SEPTEMBER 6, SATURDAY

WALNUT BAKERY AND MORE

Camille, a baker, who made the long trip to Rob Amberg’s birthday party in Letojanni, Sicily, two years ago where she was going to bake the birthday cake but instead got eaten alive by some insect, maybe bedbugs, and was unable to function, was today opening up her own home backery in Walnut, a little community near Marshall. So Susie and I went to buy a loaf of bread. We got the bread but there were all kinds of fancy croissants for sale and coffee and a place to sit, and we ended up sitting in the sunshine at a table with a woman who Susie knew and who had been to Sicily for Rob Amberg’s birthday party, a woman I also knew. That kind of chance leisurely encounter in Marshall is really pleasant.

We drove back to Marshall by the back roads as Susie showed me Big Pine, a community near Marshall. There is Big Pine, Little Pine, Sodom Laurel, Laurel and many more, little communities strung the roads that run along creeks which meander down to the French Broad River. We were driving down one zigzag rode following the streambed with Susie looking for a gingerbread house she had been curious about where years before she had taken a bouquet of flowers in order to be invited in by an old lady to see it. She spotted the house. An old man was peering over the porch railing. Susie stopped and told him how beautiful the house was and he invited her to come up and talk, which we did, for an hour and a half. Earl is 96 years old and has trouble walking. His wife, to whom Susie brought flowers, died years ago and he lives by himself. But as we were sitting on the porch, every car going past honked and someone waved. Earl has a lot of friends. One of his friends, 89 year old Dayton, parked his car and came up onto the porch, unsurprised by strangers already sitting there. He and Earl told stories for an hour of the old days, of the state of their gardens, of strange things that they had experienced. Dayton told of befriending squirrels which he would lure to his front door by giving them food so that they would eat out of his hand. One day a hawk swooped down and sunk its talons into a squirrel, who somehow survived, but the hawk attack enraged Dayton. He had a rifle and a shotgun as did Earl and everyone they knew. He waited with his shotgun until the hawk returned and then as the hawk was sitting on an electric wire he took aim at it but just as he was about to pull the trigger he noticed that there were some yurts with outsiders camping out just beyond the hawk so he put down the gun and let it go.
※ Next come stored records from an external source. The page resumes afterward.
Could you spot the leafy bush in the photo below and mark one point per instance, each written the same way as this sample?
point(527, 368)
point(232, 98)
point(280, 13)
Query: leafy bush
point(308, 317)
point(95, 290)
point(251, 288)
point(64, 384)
There were more and more stories but finally we pulled ourselves away and drove back to Marshall. I remember thinking at the time that the best part of our trip to England was the stories we heard. The most intense times that happen when traveling is not when viewing grand buildings but when you encounter someone unexpected who opens his life to you. And Earl’s stories were a sign that you don’t have to go to England or Germany or Sicily for this to happen, it can happen right around the corner if you are open enough.